Cannes Film Festival

• The Cannes Film Festival is one of the most prestigious events in the world of cinema. 

• It takes place for two weeks in May every year, in the town of Cannes in France.

• The first edition of the film festival was held in 1946.

• The films selected for the official competition are screened before a jury composed of famous names from the world of cinema. The jury awards prizes in various categories, including the Palme d’Or, the Grand Prize, the Jury Prize and the Best Director Prize.

Grand Prix award for ‘All We Imagine as Light’

• Payal Kapadia, an alumna of the Film & Television Institute of India (FTII), charted history by becoming the first Indian filmmaker to win the Grand Prix award for ‘All We Imagine as Light’.

• ‘All We Imagine as Light’, a Malayalam-Hindi feature, is about Prabha, a nurse, who receives an unexpected gift from her long estranged husband that throws her life into disarray. Her younger roommate, Anu, tries in vain to find a private spot in the big city to be alone with her boyfriend.

One day the two nurses go on a road trip to a beach town where the mystical forest becomes a space for their dreams to manifest.

• The Grand Prix Award is the second most prestigious award at the festival after the Palme d’Or.

• Since 1995, the official name of the award has been the Grand Prix.
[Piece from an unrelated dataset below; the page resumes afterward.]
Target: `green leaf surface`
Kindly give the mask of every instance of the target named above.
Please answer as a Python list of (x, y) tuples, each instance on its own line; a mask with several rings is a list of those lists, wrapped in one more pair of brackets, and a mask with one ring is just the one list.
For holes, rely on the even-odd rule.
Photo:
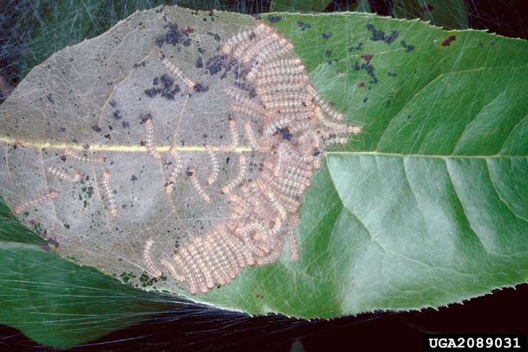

Earlier, it has had two other names since its creation in 1967: Grand Prix Special du Jury (1967-1988), and Grand Prix du Jury (1989-1994).

• The award should not be confused with the Grand Prix du Festival International du Film, which was the previous name of the Palme d’Or — the top prize at Cannes.

• The movie, Kapadia’s feature directorial debut, is the first Indian film in 30 years and first ever by an Indian female director to be showcased in main competition, last being Shaji N Karun’s ‘Swaham’ (1994).

• Kapadia had won the Oeil d’or (Golden Eye) award at Cannes for acclaimed documentary ‘A Night of Knowing Nothing’ which premiered under Director’s Fortnight section in 2021.

• Her 2017 short film ‘Afternoon Clouds’ opened at Cannes under Cinefondation category, dedicated to supporting the next generation of talented filmmakers.

Other big wins for India

• Chidananda S. Naik’s ‘Sunflowers Were the First Ones to Know’, which won the La Cinef first prize (film school fiction or animated films), was another feather in FTII’s cap.

• Based on a Kannada folktale, the movie follows an old woman who steals a rooster following which the sun stops rising in the village. To bring the rooster back, a prophecy is invoked, sending the old lady’s family into exile.

• Anasuya Sengupta, a production designer who played a pivotal onscreen role in Bulgarian director Konstantin Bojanov’s Un Certain Regard title ‘The Shameless’, made history. She became the first ever Indian to win the best actress prize in Cannes.

• ‘The Shameless’ explores a dark world of exploitation and misery in which two sex workers forge a bond.

• Veteran cinematographer Santosh Sivan,  known for his extensive work behind the camera in Malayalam, Tamil and Hindi cinema, was honoured with the Pierre Angenieux ExcelLens in Cinematography award.